TOC Seminars Fall 2012

September 6


Ronald de Wolf

Exponential Lower Bounds for Polytopes in Combinatorial Optimization

We solve a 20-year old problem posed by Yannakakis and prove that there exists no polynomial-size linear program (LP) whose associated polytope projects to the traveling salesman polytope, even if the LP is not required to be symmetric. Moreover, we prove that this holds also for the cut polytope and the stable set polytope. These results were discovered through a new connection that we make between one-way quantum communication protocols and semidefinite programming reformulations of LPs.
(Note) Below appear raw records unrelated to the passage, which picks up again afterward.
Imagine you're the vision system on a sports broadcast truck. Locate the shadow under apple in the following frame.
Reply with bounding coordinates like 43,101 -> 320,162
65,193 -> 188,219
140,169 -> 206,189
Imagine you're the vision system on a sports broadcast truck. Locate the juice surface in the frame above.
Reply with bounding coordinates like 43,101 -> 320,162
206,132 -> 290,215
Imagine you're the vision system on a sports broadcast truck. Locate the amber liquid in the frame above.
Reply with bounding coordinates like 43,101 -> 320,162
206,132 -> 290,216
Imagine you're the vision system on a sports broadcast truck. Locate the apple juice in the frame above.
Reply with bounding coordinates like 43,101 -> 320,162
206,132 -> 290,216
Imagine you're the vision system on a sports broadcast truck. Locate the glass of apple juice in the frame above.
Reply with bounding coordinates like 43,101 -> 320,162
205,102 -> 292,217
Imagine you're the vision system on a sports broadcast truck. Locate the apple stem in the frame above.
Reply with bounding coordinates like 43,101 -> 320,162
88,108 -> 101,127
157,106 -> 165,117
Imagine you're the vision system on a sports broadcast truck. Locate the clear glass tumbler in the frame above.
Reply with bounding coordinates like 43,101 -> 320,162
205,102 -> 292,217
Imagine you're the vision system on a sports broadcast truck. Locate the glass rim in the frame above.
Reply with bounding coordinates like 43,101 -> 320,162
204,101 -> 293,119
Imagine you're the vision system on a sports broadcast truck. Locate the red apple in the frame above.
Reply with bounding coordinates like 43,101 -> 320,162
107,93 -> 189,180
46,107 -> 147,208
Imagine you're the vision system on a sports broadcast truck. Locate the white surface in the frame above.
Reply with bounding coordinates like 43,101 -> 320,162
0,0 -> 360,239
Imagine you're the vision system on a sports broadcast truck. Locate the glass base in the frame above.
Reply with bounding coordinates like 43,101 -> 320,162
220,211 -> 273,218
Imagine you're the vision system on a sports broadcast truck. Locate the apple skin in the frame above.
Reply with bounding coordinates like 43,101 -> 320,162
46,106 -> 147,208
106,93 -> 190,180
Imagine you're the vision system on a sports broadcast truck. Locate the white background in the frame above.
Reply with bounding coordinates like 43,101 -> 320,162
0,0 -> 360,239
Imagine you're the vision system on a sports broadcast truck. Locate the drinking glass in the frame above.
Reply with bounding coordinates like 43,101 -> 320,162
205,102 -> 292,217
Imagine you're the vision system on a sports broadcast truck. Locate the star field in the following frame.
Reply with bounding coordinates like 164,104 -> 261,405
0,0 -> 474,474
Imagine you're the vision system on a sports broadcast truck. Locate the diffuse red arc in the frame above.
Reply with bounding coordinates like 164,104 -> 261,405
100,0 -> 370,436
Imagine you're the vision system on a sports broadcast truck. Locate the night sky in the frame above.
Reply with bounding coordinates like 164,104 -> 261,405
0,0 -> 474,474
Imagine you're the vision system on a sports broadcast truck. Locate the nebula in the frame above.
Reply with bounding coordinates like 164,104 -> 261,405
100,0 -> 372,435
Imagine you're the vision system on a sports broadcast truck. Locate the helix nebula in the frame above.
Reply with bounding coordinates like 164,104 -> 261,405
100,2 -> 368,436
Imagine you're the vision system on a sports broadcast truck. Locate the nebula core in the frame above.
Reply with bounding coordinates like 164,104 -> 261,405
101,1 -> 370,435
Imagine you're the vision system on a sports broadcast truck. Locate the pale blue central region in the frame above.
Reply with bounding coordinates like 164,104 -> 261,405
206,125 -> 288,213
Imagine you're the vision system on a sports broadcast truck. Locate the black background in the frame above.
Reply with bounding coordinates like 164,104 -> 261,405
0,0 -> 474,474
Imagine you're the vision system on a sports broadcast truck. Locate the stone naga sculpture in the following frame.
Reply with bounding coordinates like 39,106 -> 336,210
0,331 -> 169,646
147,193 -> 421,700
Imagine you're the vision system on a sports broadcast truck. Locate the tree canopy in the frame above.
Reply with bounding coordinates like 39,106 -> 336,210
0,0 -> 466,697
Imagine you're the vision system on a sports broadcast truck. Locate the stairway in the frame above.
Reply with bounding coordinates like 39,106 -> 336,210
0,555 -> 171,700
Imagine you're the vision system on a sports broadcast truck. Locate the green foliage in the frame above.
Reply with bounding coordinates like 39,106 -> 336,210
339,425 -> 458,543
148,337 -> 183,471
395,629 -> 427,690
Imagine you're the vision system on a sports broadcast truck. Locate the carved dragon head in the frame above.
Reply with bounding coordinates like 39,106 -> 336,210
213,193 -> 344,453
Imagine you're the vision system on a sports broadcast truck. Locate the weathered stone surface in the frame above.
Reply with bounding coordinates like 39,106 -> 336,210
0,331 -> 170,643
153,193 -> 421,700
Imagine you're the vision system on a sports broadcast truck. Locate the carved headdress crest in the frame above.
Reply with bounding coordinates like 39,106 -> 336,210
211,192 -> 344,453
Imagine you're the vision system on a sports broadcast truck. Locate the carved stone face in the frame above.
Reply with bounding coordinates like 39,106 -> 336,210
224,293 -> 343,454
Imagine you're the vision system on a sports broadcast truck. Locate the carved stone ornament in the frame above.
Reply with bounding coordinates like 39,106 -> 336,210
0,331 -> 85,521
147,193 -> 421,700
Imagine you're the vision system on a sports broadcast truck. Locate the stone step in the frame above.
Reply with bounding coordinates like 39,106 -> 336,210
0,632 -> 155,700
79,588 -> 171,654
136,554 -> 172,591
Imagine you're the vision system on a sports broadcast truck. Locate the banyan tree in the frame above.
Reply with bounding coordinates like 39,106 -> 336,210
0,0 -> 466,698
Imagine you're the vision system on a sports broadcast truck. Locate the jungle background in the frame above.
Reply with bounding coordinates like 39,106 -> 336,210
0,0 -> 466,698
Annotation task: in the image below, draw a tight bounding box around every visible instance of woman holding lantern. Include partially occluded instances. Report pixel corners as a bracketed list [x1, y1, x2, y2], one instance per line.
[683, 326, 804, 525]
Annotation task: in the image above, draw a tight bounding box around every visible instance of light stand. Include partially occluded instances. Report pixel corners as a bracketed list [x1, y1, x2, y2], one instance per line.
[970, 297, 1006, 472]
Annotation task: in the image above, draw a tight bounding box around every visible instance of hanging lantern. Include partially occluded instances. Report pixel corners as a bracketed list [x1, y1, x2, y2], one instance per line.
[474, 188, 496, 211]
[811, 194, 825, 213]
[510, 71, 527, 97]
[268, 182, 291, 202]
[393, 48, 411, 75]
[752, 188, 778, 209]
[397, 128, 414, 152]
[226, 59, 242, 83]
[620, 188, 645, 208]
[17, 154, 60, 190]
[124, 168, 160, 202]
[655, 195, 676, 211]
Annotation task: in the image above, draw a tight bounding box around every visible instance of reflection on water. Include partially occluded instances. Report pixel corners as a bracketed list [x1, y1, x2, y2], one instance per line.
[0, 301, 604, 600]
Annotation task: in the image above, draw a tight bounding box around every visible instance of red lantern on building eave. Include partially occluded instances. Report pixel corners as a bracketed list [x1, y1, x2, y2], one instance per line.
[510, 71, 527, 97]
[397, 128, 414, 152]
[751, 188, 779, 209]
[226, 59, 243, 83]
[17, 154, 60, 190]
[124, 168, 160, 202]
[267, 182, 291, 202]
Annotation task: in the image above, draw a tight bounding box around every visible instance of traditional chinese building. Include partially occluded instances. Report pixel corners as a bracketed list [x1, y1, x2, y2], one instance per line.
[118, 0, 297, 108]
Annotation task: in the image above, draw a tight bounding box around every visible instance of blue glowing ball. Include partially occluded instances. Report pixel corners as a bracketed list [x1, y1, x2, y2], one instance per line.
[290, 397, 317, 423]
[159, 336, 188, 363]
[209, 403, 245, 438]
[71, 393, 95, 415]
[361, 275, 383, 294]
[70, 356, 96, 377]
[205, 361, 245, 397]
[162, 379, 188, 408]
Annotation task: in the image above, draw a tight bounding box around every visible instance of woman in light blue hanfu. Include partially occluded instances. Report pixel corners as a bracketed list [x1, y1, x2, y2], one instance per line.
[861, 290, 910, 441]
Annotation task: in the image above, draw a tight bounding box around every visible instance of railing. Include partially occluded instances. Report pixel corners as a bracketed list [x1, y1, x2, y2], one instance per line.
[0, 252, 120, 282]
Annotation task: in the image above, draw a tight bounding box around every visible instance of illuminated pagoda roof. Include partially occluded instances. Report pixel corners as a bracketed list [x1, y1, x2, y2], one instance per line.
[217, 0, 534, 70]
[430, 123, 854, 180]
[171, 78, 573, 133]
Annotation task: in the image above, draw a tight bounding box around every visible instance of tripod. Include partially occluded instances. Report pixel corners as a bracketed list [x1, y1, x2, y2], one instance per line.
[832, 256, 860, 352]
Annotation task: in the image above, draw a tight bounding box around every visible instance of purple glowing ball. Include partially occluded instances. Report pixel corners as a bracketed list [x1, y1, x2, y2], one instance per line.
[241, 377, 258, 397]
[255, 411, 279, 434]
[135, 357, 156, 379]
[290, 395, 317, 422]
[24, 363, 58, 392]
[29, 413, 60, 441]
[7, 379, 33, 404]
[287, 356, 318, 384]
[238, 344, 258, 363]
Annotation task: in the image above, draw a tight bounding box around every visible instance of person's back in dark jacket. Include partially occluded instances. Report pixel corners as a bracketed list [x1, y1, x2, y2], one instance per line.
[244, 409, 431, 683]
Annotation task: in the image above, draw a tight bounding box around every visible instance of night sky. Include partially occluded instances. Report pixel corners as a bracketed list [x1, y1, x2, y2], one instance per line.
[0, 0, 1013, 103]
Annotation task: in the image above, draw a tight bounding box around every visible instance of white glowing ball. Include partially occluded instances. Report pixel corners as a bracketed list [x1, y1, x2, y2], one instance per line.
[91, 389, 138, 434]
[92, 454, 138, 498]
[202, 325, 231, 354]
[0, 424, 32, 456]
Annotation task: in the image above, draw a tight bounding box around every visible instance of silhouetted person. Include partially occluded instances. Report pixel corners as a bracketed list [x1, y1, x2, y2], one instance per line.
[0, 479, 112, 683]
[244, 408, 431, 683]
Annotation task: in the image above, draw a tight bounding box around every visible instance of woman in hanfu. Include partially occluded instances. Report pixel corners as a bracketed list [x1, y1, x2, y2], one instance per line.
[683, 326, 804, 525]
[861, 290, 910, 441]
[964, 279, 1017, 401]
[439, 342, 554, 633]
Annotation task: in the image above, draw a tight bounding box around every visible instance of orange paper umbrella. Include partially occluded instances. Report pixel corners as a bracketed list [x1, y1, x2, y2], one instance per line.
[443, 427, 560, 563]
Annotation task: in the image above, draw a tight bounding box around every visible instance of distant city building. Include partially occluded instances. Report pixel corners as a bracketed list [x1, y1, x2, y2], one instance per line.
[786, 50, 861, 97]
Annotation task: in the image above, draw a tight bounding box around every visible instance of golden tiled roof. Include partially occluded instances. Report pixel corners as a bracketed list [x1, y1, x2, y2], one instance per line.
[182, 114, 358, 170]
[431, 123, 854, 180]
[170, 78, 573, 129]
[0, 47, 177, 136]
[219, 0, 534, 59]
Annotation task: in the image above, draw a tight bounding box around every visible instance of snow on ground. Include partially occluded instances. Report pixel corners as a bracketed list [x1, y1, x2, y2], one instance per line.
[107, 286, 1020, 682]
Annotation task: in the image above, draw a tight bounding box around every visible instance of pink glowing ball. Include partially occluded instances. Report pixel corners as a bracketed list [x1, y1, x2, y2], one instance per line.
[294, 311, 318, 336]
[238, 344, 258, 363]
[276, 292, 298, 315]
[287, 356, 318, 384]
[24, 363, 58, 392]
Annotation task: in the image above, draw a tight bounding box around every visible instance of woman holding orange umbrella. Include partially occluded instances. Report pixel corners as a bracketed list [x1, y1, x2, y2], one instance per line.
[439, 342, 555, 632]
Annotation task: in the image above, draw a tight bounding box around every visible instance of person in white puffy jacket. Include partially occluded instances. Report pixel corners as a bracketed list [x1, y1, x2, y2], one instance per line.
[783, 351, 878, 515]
Joint work with Samuel Fiorini, Serge Massar, Sebastian Pokutta, Hans Raj Tiwary, at STOC'12 (shared Best Paper Award).

September 11

Costis Daskalakis

Algorithmic Multidimensional Mechanism Design

In his seminal paper, Myerson [1981] provides a revenue-optimal auction for a seller who is looking to sell a single item to multiple bidders. Extending this auction to simultaneously selling multiple heterogeneous items has been one of the central problems in Mathematical Economics. We provide such an extension that is also computationally efficient.

mit news article 

(joint work with Yang Cai, Matt Weinberg)

September 18

Eric Blais

Partially Symmetric Functions are Efficiently Isomorphism-Testable

The function isomorphism testing question is the following basic problem in property testing: given some function f, how many queries do we need to distinguish functions that are identical to f up to relabeling of the input variables from functions that are far from being so? Despite much recent attention to this problem, essentially only two classes of functions were known to be isomorphism-testable with a constant number of queries: symmetric functions and juntas.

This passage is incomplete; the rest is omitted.